As you read this, many momentous events will have transpired of which this writer is necessarily unaware. My best hope is that the fighting will have ceased and a peaceful reconstruction will be underway. My worst fear is that utter catastrophe has befallen the world. My best guess is that something in-between is the current situation. The only thing I can be sure of is that dreadful things have happened and many people have died horribly.
Thus is war. Anxiety is the one constant in our lives. Yet throughout these early days of war, music has been played, songs have been sung, dancers have danced and the creative process has proceeded. And for many performers there have been hard choices to make and difficult emotions to sort through.
The members of the North American folk music community are never of one mind on any issue. You'd be hard pressed to find a more diverse bunch of freethinkers anywhere at any time. Yet, I'd safely bet that a majority of the folk singers on this continent were opposed to the invasion of Iraq. (The big peace rally at the Folk Alliance conference in Nashville is evidence.) Now that the war has begun, opinions on what should be done next probably vary a bit more. I am not about to make this column a political discourse - there are more appropriate forums for that.
What I'd like to discuss here is the problem many of us had to face those first weekends of war, when we drove off to do the sound checks for our scheduled gigs. What songs do we choose to sing? And what words do we choose to say?
The night the first bombs fell in Baghdad, Joan Baez was giving a concert in my hometown. She told her audience from the stage what was happening, and being Joan, gave her opinion of American policy. Friday of that same week, Iris Dement cancelled her show in Madison, WI, moments before she was to walk onto the stage. She said she was too emotionally devastated to sing. That same weekend, I was touring the Midwest with Tom Paxton. We both tailored our sets to the situation; yet found that our left-leaning audiences also really needed a few laughs too.
And so each of us as performers - as entertainers - has had to deal with the war in his or her own way. The mass media pays much attention to the big stars and their opinions.
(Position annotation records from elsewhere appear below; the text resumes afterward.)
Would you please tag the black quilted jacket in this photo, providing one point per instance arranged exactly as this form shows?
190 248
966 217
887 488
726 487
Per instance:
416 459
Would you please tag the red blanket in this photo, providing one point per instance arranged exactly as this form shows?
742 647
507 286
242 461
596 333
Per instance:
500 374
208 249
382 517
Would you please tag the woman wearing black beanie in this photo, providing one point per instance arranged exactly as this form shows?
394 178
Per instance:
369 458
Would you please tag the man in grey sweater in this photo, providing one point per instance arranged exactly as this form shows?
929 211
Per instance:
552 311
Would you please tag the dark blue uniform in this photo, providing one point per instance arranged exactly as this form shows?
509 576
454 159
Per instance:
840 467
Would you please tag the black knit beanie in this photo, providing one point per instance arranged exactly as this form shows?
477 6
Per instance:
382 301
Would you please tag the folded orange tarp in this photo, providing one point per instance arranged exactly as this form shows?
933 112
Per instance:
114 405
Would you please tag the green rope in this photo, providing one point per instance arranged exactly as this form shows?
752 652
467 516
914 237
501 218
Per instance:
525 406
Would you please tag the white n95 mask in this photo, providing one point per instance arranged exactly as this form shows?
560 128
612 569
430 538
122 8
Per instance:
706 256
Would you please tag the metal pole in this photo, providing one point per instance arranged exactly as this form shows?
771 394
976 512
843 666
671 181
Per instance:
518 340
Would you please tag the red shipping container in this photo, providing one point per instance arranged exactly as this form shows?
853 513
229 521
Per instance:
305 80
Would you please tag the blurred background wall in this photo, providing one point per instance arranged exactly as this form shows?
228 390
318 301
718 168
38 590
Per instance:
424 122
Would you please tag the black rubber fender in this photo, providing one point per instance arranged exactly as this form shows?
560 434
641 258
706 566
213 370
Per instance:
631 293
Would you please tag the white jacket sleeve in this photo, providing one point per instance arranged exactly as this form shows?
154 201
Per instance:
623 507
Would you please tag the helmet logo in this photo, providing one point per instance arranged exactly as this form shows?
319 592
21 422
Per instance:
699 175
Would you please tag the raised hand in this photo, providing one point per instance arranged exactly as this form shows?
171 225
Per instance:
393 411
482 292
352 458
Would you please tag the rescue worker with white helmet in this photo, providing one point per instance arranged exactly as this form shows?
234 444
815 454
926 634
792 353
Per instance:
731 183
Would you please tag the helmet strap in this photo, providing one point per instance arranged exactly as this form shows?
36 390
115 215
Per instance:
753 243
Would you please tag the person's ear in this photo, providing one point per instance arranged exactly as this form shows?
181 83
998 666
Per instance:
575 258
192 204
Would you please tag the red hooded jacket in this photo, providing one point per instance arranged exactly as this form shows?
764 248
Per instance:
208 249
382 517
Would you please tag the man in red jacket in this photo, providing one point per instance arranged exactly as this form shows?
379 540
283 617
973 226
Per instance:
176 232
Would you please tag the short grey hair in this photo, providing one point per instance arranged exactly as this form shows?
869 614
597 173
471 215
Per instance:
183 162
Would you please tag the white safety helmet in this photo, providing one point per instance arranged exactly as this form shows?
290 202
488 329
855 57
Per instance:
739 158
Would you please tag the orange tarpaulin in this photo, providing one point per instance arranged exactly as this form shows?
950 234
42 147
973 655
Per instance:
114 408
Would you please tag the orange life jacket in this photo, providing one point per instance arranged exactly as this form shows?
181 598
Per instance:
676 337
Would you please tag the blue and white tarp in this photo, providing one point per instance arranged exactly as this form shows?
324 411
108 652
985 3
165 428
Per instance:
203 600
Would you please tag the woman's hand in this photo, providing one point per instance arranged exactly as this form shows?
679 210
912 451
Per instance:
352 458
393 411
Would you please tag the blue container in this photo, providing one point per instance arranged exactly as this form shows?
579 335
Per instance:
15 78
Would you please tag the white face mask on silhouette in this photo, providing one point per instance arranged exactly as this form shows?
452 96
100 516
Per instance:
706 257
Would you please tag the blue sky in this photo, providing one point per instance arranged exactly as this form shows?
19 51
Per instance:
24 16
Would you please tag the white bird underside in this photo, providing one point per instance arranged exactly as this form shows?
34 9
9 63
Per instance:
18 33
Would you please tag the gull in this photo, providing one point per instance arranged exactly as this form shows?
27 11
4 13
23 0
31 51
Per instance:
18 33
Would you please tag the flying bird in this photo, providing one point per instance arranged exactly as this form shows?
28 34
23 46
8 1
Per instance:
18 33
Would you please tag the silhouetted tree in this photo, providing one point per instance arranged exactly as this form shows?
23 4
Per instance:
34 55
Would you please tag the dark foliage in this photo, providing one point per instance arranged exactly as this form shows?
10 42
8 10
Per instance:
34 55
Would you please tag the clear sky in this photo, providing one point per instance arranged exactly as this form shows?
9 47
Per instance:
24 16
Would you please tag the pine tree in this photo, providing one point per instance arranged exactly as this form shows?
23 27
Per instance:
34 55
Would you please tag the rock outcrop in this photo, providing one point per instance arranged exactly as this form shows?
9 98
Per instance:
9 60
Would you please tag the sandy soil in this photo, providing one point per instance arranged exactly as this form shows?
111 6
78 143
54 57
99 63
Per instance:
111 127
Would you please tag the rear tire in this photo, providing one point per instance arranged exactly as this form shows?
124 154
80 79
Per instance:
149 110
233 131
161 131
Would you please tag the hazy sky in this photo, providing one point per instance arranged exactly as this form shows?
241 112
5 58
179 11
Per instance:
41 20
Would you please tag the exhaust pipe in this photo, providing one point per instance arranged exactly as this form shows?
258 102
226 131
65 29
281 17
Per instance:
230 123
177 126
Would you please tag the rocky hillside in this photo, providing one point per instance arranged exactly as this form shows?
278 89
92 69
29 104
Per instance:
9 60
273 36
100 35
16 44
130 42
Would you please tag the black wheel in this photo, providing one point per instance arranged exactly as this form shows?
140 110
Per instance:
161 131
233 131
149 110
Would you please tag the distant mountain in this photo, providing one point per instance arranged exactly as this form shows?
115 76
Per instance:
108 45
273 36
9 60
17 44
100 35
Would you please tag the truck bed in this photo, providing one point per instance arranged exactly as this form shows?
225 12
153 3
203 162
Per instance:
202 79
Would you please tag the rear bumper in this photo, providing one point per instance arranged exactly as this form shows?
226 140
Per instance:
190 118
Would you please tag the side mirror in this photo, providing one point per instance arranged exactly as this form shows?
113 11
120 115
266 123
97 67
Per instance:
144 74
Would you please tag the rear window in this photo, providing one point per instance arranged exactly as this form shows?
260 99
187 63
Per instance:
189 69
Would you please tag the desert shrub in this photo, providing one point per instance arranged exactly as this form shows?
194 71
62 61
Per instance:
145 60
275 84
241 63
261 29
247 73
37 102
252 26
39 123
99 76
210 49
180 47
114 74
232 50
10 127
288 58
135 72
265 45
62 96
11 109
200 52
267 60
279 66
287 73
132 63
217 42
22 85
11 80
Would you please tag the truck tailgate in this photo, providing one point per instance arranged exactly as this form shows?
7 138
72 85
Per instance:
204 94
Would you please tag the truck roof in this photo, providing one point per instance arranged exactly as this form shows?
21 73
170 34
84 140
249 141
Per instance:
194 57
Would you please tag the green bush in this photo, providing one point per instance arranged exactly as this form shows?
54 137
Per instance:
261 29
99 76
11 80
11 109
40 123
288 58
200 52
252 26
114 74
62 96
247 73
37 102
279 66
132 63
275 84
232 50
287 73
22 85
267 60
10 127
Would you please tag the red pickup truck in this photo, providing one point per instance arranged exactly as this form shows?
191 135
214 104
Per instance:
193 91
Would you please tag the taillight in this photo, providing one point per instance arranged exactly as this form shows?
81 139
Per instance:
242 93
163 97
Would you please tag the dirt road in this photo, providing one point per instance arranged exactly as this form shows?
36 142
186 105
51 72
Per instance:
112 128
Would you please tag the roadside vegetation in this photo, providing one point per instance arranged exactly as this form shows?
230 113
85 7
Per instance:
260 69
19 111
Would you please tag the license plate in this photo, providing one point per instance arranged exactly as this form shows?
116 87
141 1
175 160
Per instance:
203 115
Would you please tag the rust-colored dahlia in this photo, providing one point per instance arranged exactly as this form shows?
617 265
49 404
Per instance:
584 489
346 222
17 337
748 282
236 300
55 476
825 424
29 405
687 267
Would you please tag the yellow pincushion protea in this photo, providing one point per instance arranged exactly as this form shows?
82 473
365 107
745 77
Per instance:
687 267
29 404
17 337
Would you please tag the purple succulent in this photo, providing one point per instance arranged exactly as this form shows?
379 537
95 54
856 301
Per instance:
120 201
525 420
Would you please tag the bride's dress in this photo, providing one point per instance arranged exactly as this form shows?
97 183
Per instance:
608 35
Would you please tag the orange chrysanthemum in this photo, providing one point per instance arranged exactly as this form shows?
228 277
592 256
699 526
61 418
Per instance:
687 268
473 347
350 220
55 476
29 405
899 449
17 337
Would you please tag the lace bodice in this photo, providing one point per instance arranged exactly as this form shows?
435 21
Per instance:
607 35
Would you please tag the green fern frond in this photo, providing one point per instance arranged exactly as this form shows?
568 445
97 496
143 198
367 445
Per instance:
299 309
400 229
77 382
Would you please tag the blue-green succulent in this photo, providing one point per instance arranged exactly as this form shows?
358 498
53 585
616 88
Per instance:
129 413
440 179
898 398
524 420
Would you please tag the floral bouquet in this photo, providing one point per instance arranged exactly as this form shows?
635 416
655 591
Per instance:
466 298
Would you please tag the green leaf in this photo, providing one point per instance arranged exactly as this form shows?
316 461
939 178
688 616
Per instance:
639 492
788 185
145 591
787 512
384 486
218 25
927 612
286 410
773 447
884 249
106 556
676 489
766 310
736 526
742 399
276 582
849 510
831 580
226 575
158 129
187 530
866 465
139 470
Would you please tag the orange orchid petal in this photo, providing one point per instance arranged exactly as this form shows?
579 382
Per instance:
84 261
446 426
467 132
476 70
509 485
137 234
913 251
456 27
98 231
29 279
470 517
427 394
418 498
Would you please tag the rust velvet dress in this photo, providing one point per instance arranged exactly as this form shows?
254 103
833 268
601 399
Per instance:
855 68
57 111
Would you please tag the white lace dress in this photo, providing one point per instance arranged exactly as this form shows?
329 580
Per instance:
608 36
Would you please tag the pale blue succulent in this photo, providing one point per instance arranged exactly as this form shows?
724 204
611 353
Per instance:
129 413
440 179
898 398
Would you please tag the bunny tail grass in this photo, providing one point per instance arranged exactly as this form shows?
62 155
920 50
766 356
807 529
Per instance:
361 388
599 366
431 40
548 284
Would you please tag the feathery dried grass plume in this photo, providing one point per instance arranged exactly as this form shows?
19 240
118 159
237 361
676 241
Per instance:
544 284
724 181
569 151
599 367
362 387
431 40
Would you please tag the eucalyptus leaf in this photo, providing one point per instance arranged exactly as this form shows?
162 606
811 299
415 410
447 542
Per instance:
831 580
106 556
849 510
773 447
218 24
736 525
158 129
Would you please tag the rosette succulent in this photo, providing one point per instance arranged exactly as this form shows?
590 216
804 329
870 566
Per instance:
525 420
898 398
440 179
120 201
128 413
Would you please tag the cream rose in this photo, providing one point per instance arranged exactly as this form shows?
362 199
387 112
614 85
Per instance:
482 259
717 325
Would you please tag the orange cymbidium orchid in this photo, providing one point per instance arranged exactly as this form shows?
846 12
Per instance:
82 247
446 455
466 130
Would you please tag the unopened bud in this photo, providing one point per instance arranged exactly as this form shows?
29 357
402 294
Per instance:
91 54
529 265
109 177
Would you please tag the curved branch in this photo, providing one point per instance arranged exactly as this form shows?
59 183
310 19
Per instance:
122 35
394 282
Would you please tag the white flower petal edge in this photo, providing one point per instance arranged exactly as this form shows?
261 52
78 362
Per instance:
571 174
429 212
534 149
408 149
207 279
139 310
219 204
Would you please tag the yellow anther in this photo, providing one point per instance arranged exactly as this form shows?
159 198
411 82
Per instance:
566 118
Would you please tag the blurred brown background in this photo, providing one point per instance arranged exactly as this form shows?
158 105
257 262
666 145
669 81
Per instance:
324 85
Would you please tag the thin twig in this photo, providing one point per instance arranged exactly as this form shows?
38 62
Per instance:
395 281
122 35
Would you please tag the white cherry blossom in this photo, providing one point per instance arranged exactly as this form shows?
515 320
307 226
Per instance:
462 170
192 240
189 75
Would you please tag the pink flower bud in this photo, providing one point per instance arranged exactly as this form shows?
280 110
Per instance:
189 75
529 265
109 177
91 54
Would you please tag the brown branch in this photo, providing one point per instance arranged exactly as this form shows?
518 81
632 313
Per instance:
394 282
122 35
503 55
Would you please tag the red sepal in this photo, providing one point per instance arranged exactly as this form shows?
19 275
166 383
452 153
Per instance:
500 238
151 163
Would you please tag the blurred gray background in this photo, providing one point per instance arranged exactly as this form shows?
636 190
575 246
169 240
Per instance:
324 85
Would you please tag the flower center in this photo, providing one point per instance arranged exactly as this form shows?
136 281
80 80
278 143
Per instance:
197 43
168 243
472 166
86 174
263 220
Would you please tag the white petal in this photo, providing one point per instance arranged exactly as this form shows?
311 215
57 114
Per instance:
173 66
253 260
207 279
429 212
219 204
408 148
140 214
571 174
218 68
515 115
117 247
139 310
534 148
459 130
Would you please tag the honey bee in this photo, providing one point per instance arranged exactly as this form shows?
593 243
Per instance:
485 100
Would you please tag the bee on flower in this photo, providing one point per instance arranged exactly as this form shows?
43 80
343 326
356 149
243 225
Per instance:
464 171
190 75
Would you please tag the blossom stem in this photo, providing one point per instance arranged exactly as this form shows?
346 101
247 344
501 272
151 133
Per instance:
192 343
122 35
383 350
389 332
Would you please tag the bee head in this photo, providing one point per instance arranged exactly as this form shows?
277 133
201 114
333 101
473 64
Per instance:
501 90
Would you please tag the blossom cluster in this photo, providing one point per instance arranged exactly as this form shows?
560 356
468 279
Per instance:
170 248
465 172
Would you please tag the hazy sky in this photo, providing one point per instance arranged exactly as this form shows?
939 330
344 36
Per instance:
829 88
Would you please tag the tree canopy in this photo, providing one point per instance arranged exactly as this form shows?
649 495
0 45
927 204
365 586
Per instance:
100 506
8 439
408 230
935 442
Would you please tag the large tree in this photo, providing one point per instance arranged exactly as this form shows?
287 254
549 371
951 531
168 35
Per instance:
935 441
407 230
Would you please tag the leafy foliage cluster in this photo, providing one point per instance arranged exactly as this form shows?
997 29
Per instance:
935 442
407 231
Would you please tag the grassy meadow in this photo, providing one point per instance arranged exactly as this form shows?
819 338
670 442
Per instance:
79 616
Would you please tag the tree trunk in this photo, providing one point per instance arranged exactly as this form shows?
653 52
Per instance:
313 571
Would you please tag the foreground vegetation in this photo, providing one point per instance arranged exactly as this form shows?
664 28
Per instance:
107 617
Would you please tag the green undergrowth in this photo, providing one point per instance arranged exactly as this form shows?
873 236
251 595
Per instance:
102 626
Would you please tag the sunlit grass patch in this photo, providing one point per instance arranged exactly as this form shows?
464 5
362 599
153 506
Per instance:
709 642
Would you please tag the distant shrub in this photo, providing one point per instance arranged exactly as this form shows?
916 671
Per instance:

The op-ed pages of newspapers and the voices of corporate radio are settling the hash of Michael Moore, The Dixie Chicks, Madonna and other award-winning personalities for their anti-war sentiments. Media radar doesn't reach low enough to register folksingers these days, but that doesn't mean we aren't out there on the front lines of culture, waging our own battles.
It has been sometimes said that the modern folk society is something like a church to its members - that the performers are like circuit-riding evangelists, ministering each week the milk of human kindness to the local flock. I'm not sure that analogy is entirely valid, but there are times I believe there is much truth in the notion.
I'm sure that in town after town, in church basements and small halls and in house concerts across North America, that first weekend of war saw folksingers ministering to their audiences through tears and laughter, hope and desperation.
It makes me ponder this job of folksinging. Am I there to comfort the afflicted and afflict the comfortable, as the old preachers say? I certainly have caught myself preaching to the choir from time to time. Should I play a happy tune and get folks to forget their troubles? Or should I play the Jeremiah and pound the pulpit?
I think there are no pat answers, no easy solutions. I find that each night is a new situation and each audience sits in front of me with different needs and desires. I've never been one to play the same set-list night after night, but now more than ever, I find myself searching for that perfect mix of songs that will both express my thoughts & feelings and yet speak to my audience in a meaningful way.
It all changes from night to night, town to town. As the ancient preacher said in Ecclesiastes, and as we have so often sung to Pete Seeger's tune, "there is a time for every purpose under the heaven."
And to you, my gentle readers -- as performing artists, I charge you to be unafraid in speaking your mind, but also to pay some mind to your very important jobs. Music has the power to heal or to disturb. It can excite or sooth the human breast. It can provoke healthy laughter or unleash the tears of an anguished soul.
Let us pay close attention to whom we are singing. And let us exercise our gifts with both wisdom and purpose in these sinister times.